Qué llevar para 30°C en la ciudad y 12°C en la cumbre
- Una chaqueta cortavientos que se pueda plegar pequeña. La cumbre está expuesta y las tormentas se forman rápido.
- Calzado con buen agarre. El camino a Cherni Vrah es, en tramos, una escalera de piedra, no un paseo.
- Una capa de abrigo, incluso en agosto. Las noches a 1,800 metros son realmente frías.
- Una botella reutilizable, para los grifos minerales y los refugios de montaña.
- Protección solar. A 550 metros de altitud y más arriba, el sol pica más fuerte de lo que sugiere el termómetro.
Esta es una semana que puedes hacer con una sola bolsa gratuita bajo el asiento si vas lavando la ropa sobre la marcha: nuestra mochila de compresión está diseñada para encajar exactamente en ese hueco, y la encuentras en Ryanwear.
Un fin de semana largo que funciona
- Llega y quédate abajo. Las ruinas de Serdika, la Rotonda, Nevsky, los grifos minerales, cena a una calle del bulevar.
- Sube. Metro temprano hasta Hladilnika, autobús hasta Aleko, cumbre y vuelta a media tarde, antes de las tormentas.
- Sal de la ciudad. El Monasterio de Rila en el autobús de la mañana, de vuelta para una cena tardía.

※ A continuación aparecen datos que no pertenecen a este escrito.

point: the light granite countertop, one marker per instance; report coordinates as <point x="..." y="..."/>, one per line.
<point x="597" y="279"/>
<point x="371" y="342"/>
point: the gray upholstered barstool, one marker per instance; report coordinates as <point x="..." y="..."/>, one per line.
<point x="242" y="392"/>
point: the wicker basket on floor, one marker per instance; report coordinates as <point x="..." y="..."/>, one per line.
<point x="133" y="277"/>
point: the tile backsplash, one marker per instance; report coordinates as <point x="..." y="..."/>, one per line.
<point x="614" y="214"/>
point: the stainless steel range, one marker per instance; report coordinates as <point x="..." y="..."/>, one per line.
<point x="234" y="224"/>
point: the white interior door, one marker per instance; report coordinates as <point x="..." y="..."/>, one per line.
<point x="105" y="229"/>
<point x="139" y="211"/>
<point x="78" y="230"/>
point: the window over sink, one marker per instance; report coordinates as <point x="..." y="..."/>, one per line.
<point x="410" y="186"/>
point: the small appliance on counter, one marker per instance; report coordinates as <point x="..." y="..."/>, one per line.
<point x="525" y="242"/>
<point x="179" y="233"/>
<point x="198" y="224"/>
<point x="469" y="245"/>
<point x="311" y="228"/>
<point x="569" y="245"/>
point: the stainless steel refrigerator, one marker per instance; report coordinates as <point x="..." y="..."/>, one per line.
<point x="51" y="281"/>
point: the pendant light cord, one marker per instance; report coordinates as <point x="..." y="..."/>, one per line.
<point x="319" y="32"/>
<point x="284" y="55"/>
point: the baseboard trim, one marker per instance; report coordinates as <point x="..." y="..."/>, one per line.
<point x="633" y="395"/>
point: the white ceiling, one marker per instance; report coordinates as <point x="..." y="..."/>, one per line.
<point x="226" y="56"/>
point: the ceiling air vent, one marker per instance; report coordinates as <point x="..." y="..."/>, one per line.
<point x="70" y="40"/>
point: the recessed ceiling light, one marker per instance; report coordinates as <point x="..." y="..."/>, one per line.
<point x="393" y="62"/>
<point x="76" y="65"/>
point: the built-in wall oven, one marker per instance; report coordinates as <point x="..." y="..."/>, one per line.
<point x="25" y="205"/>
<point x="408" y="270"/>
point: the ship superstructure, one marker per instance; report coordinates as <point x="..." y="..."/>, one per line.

- Medio día y vuelo. La Iglesia de Boyana, el mercado central para comer, metro desde Serdika, lanzadera hasta la Terminal 1.
Principios de septiembre es más tranquilo y todavía más fiable en cuanto al tiempo, si tienes flexibilidad. Pero la versión de este viaje que puedes reservar ahora mismo —finales de julio, pleno verano, una capital que se vacía mientras todo lo demás se llena— es la que casi nadie piensa en buscar.